The diagnosis that transformed my life came five years ago today.

I was vacationing, driving east on I-10, toward Tucson, when my cell phone broke the monotony of interstate pavement. It was the urologist who had done my prostate biopsy; we had played phone tag for several days, the apparent lack of urgency giving me a confident calm. I took an exit ramp, pulled to a stop and, old newspaper reporter that I am, began taking notes.

“There’s a little bit of cancer,” he said. 

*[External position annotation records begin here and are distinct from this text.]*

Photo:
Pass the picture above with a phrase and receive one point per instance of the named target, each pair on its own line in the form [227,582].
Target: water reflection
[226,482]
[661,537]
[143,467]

Those words came back to me today, fully 10 years after I first posted them. This time, I was marking 15 years, not five, of living with cancer — they had, after all, unexpectedly found cancer hiding in my lymph nodes at surgery. Thus, 15 years of treatments, 15 years of periodic check-ups, and, inevitably, 15 years of fearing what those check-ups might reveal. Good news? Bad news? A mere muddle? In my 15 years, I’ve heard them all.

I know ‘scanxiety’ well, that feeling cum fear that your life can abruptly be challenged by one scan, one blood draw, at one appointment, on one day. That all your effort, all your diligence, all your sacrifices will be for…naught. Will it be today? It’s real, scanxiety is, and too many non-cancerians don’t fully appreciate that. It’s like chemo-brain: No one ‘gets’ it until they’ve got it.

But…

But there’s really no alternative, is there? 

There’s no real choice with cancer, when you’re living with cancer. Check-up scanxiety? Just one more of life’s impositions: Like growing old, it beats the alternative.